First, please pardon the ignorance behind this question. I know a fair amount of math but almost no physics.

I'm hoping someone can give me a brief "big picture" explanation of how physicists were able to predict the existence of the Higgs boson. Here's a (perhaps completely wrong) example of the level of explanation I'm hoping for:

"Consider the following group [insert precise specification of a particular group here]. This group is know to have precisely [insert number here] irreducible representations. All but one of these representations corresponds to a previously-observed particle via a correspondence in which the property [insert mathematical property of representation here] corresponds to the property [insert physical property of particle here]. The Higgs Boson is the particle that corresponds to the remaining representation."

If I happen to have hit on the right story, I'd like someone to fill in the blanks. If, as is more likely, I've concocted a completely wrong story, I'd like someone to give me a more accurate story at about the same level of sophistication. Thanks!

  • $\begingroup$ I tried to fill out your 'Mad Lib' style paragraph. But ran into a problem. The group in question is SU(2)xU(1), but not all (infinite number of) representations are realized in nature. I tried filling it out in my answer below. $\endgroup$
    – QuantumDot
    Aug 25, 2012 at 23:39
  • $\begingroup$ This video lecture by Prof. Susskind could be useful. $\endgroup$
    – user10001
    Aug 26, 2012 at 0:29

3 Answers 3


No, it doesn't work like that. The Higgs boson doesn't complete a set of particles that we had some theoretical reason to expect to exist. (Other particles have been predicted in roughly that way, e.g. the charm and top quarks.) So in the sense I believe you're thinking about it, physicists had no reason to predict the existence of the Higgs boson.

Where it actually comes from is the fact that particles have mass. The Lagrangian (if you're not familiar with what a Lagrangian is, let me know, I'll edit in an explanation) of the standard model is supposed to be invariant under the gauge group $SU(3)\times SU(2)\times U(1)$, but if you explicitly include terms to make the particles have mass, they break that gauge invariance. The Higgs mechanism allows the mass terms to spontaneously appear out of a change of coordinates, and it turns out that when they appear in this way (as opposed to being explicitly added in), the gauge invariance is preserved. And if the Higgs mechanism is going to happen, it necessarily calls for the existence of at least one more particle, namely the Higgs boson.

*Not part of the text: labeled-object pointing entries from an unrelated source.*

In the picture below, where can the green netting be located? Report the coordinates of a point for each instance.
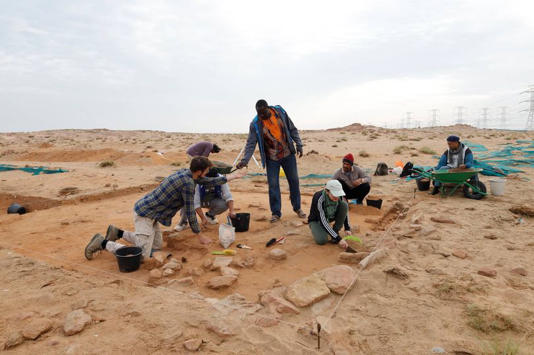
(34, 170)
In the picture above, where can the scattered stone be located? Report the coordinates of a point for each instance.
(36, 327)
(193, 344)
(218, 282)
(519, 271)
(228, 271)
(338, 278)
(168, 272)
(13, 339)
(307, 291)
(154, 277)
(523, 210)
(221, 327)
(396, 272)
(266, 322)
(221, 261)
(276, 303)
(352, 258)
(278, 254)
(460, 254)
(487, 272)
(194, 271)
(76, 321)
(438, 219)
(172, 265)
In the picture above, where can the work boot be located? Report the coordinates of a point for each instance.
(94, 245)
(112, 233)
(301, 213)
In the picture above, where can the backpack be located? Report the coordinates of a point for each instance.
(381, 169)
(407, 170)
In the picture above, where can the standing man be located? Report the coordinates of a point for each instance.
(356, 183)
(159, 207)
(276, 136)
(202, 149)
(217, 198)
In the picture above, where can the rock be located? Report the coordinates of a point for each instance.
(247, 262)
(172, 265)
(519, 271)
(438, 219)
(221, 261)
(460, 254)
(76, 321)
(307, 291)
(194, 271)
(193, 344)
(186, 281)
(228, 271)
(168, 272)
(352, 258)
(36, 327)
(221, 327)
(396, 272)
(13, 339)
(278, 254)
(218, 282)
(154, 277)
(338, 278)
(276, 303)
(266, 322)
(487, 272)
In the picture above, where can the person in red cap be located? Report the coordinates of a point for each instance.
(356, 183)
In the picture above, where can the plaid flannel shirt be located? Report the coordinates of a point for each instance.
(175, 192)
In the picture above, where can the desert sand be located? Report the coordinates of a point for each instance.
(464, 287)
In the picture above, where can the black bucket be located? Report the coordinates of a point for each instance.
(423, 184)
(375, 203)
(129, 258)
(16, 208)
(241, 222)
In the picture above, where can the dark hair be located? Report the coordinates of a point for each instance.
(261, 104)
(200, 164)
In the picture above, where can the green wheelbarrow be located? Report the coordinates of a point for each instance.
(456, 178)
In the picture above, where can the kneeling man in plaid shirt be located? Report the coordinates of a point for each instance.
(175, 192)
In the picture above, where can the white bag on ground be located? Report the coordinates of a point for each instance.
(226, 235)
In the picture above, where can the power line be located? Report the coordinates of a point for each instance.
(530, 117)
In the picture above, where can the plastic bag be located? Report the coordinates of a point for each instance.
(226, 235)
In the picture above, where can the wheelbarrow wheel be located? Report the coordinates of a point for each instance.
(470, 193)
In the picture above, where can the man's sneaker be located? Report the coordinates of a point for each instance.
(301, 213)
(181, 227)
(275, 218)
(211, 220)
(112, 233)
(94, 245)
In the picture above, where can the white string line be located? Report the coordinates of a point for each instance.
(118, 276)
(360, 270)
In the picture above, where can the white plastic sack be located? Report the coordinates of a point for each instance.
(226, 235)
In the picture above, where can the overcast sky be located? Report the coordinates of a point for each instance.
(200, 66)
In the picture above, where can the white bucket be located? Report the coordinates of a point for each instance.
(497, 186)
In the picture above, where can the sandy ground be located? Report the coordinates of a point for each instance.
(441, 301)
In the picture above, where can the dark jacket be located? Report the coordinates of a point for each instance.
(317, 214)
(255, 135)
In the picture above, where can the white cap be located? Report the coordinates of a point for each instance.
(335, 188)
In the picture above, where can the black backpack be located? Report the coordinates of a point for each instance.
(381, 169)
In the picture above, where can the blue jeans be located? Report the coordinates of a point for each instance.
(289, 164)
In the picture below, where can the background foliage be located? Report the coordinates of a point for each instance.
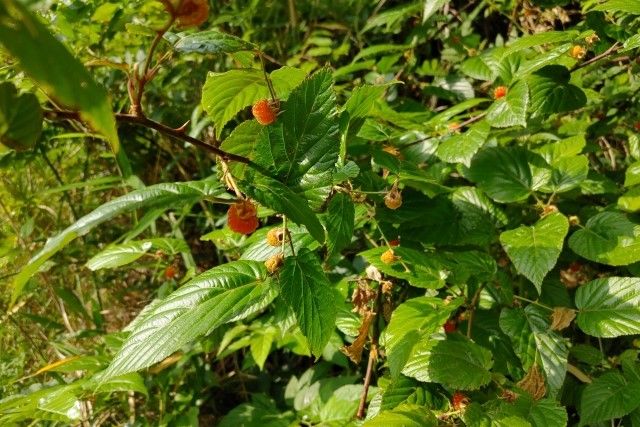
(456, 186)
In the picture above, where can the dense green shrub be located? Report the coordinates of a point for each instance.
(432, 218)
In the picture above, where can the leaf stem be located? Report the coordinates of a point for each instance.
(472, 308)
(373, 357)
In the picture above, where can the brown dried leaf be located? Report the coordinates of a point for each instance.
(354, 351)
(562, 318)
(533, 383)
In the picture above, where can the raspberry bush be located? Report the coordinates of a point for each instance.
(302, 213)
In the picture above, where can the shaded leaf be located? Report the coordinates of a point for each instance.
(534, 250)
(609, 238)
(609, 307)
(461, 365)
(20, 118)
(305, 288)
(223, 294)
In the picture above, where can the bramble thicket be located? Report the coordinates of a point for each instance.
(320, 213)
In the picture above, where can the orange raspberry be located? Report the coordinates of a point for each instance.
(459, 401)
(389, 257)
(274, 263)
(592, 39)
(192, 13)
(265, 112)
(170, 272)
(450, 326)
(500, 92)
(577, 52)
(242, 217)
(393, 199)
(275, 237)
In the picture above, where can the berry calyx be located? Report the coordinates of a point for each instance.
(450, 326)
(265, 112)
(577, 52)
(274, 263)
(192, 13)
(500, 92)
(170, 272)
(275, 237)
(393, 199)
(242, 217)
(389, 257)
(459, 401)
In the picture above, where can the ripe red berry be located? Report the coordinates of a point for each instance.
(500, 92)
(170, 272)
(450, 326)
(264, 112)
(242, 217)
(459, 401)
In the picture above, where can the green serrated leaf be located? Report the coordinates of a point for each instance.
(405, 415)
(224, 95)
(412, 321)
(567, 173)
(608, 238)
(305, 288)
(607, 397)
(339, 222)
(534, 250)
(510, 110)
(210, 41)
(280, 198)
(461, 365)
(539, 39)
(301, 148)
(462, 147)
(507, 174)
(223, 294)
(530, 332)
(20, 118)
(552, 93)
(609, 307)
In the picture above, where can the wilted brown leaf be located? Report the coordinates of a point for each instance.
(562, 318)
(354, 351)
(533, 383)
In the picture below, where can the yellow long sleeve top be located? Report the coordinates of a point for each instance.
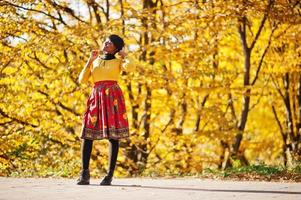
(101, 70)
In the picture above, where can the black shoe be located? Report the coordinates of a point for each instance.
(106, 180)
(84, 178)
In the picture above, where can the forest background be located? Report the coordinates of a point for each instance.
(218, 84)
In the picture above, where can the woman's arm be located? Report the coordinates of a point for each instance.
(86, 72)
(128, 63)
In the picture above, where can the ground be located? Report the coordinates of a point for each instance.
(146, 189)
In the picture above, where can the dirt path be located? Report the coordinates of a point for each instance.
(145, 189)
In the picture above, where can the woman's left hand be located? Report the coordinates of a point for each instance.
(122, 54)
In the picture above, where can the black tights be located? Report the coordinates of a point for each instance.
(113, 153)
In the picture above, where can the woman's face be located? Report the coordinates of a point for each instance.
(109, 47)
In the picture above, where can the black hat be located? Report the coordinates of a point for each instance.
(117, 41)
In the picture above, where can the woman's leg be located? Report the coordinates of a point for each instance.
(113, 153)
(84, 178)
(86, 153)
(114, 147)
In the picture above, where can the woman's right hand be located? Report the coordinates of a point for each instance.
(94, 55)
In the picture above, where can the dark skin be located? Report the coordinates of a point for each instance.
(108, 48)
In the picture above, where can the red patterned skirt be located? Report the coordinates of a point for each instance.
(105, 117)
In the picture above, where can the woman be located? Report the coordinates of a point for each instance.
(105, 116)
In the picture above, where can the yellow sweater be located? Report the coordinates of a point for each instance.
(101, 70)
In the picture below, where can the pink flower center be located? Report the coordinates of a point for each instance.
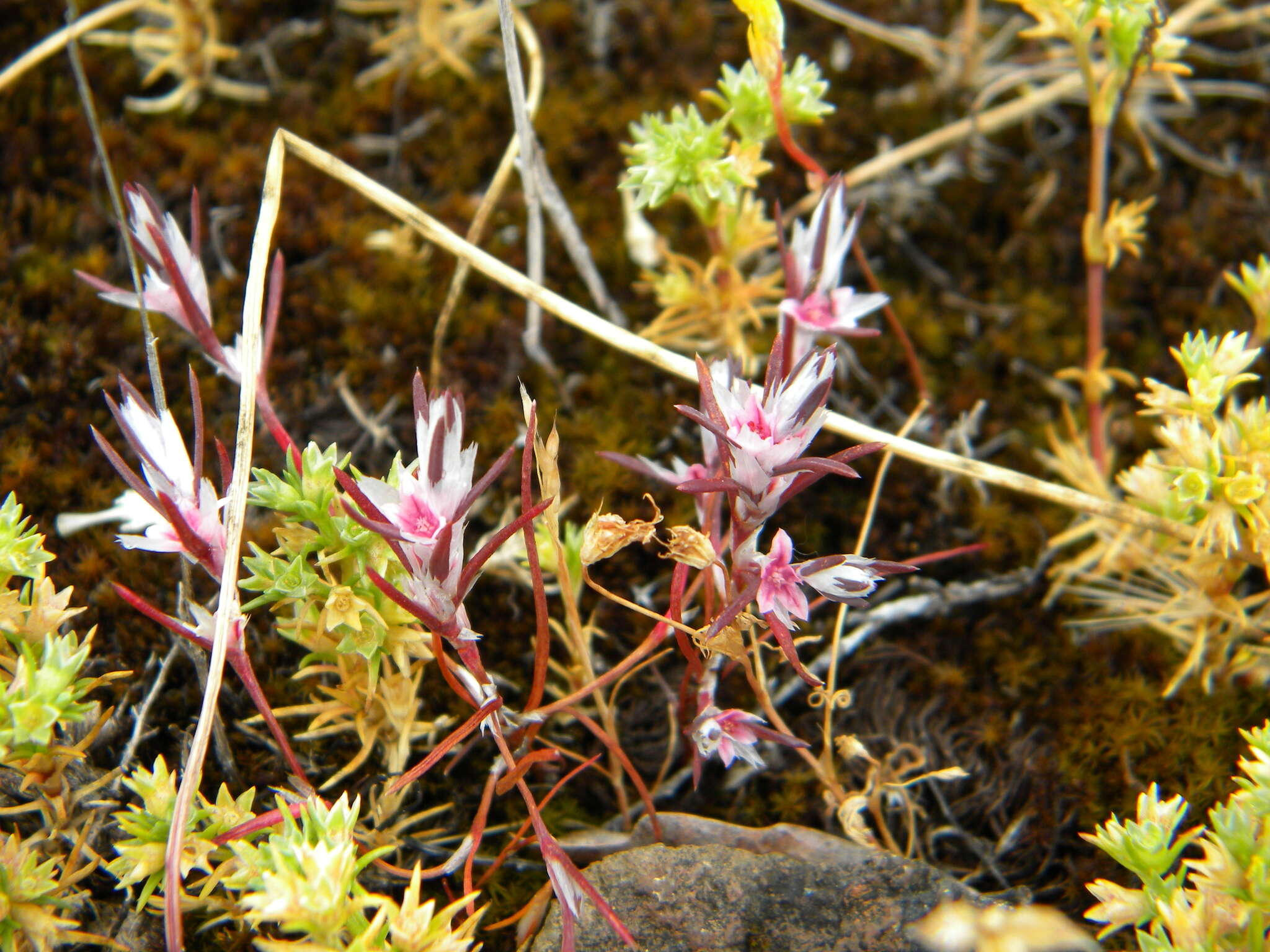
(755, 420)
(817, 310)
(418, 519)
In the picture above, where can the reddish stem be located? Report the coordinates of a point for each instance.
(1095, 280)
(783, 131)
(915, 367)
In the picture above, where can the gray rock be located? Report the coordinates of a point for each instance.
(831, 895)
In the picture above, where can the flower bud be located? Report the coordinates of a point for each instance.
(607, 534)
(690, 546)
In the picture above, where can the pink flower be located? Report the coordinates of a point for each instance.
(174, 282)
(729, 734)
(814, 301)
(768, 431)
(846, 578)
(177, 508)
(154, 234)
(780, 589)
(841, 578)
(430, 494)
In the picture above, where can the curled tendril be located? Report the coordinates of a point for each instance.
(838, 700)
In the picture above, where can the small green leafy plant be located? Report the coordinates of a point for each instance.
(1217, 903)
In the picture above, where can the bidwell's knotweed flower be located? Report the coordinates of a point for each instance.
(174, 282)
(842, 578)
(424, 507)
(762, 434)
(732, 734)
(184, 509)
(814, 300)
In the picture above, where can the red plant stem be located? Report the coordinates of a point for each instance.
(242, 663)
(915, 367)
(255, 824)
(654, 638)
(478, 832)
(239, 662)
(616, 751)
(1094, 281)
(446, 746)
(438, 650)
(678, 580)
(554, 853)
(1095, 271)
(517, 840)
(928, 558)
(783, 131)
(543, 632)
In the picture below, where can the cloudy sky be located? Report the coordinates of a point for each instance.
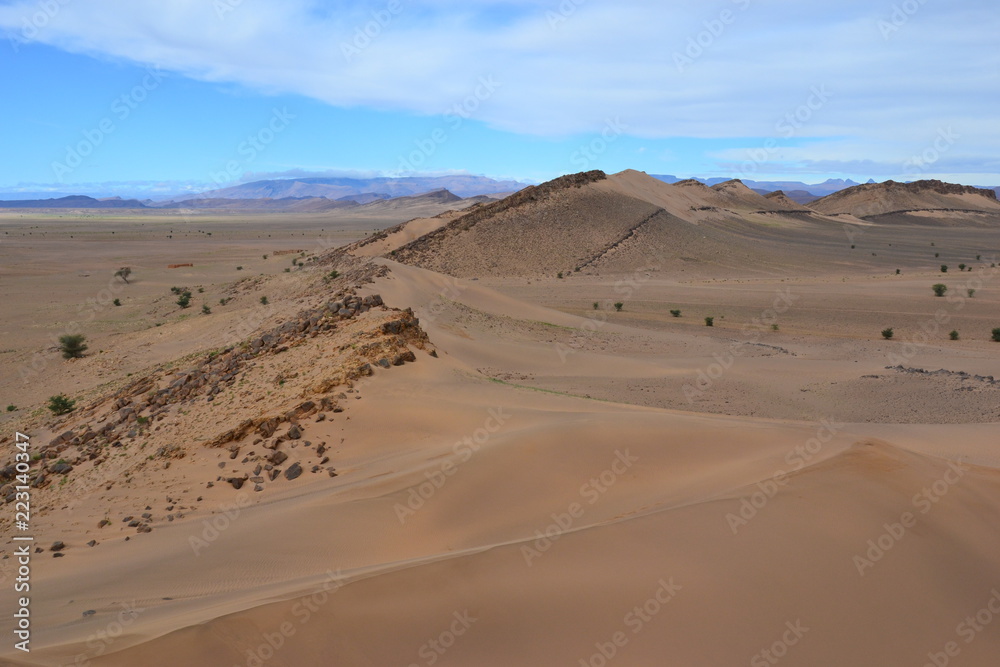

I've written a blog post about this which provides some more mathematical details.

  • 2
    $\begingroup$ and, more importantly, renormalizability is preserved! $\endgroup$ Aug 26, 2012 at 11:20
  • $\begingroup$ Careful: Explicit mass terms for gauge bosons (I assume that's what you were talking about) only naively break gauge invariance: The longitudinal mode (aka Stückelberg mode) that one can always split off from the massive boson restores gauge invariance! $\endgroup$
    – Danu
    Dec 16, 2015 at 23:49

With a few corrections, I think the paragraph should read:

"Consider the following group SU(2)xU(1). This group is known to have an infinite number of irreducible representations. All but most Some of these representations corresponds to a previously-observed particle via a correspondence in which the property Quadratic Casimir eigenvalues corresponds to the property (of) Weak-isospin and hypercharge. The Higgs Boson is the particle that corresponds to the remaining representation weak isospin-1/2 and hypercharge 1/2 ."


In physics, I'd argue you should get familiar with the following algorithm:

"Finally there is an interesting problem and you have an idea. Get overwhelmed by the new math. Try to make the simplest model. Invest some time, hope that nobody else has a better idea and that your approach works out in the experiment. (And hope that there is an experiment relating to your work. In your lifetime.)"

The short version of the story is that Yang-Mills theory worked out for previous field interactions and people tried to extend it to other phenomena. For your purposes, the introduction on Wikipedia Yang-Mills theory is worth reading. I will not write it down here, but maybe someone else wants to.

There are some restrictions people came up with which restricts you somewhat, but there is not only one Higgs model. You will have physicists working on alternative approaches in every bigger university.

Two more comments: Why some gauge groups work out and others don't isn't really clear. And also, there are usually a great bunch of irreducible representations. The rotation group in three dimensions has at least one for every integer.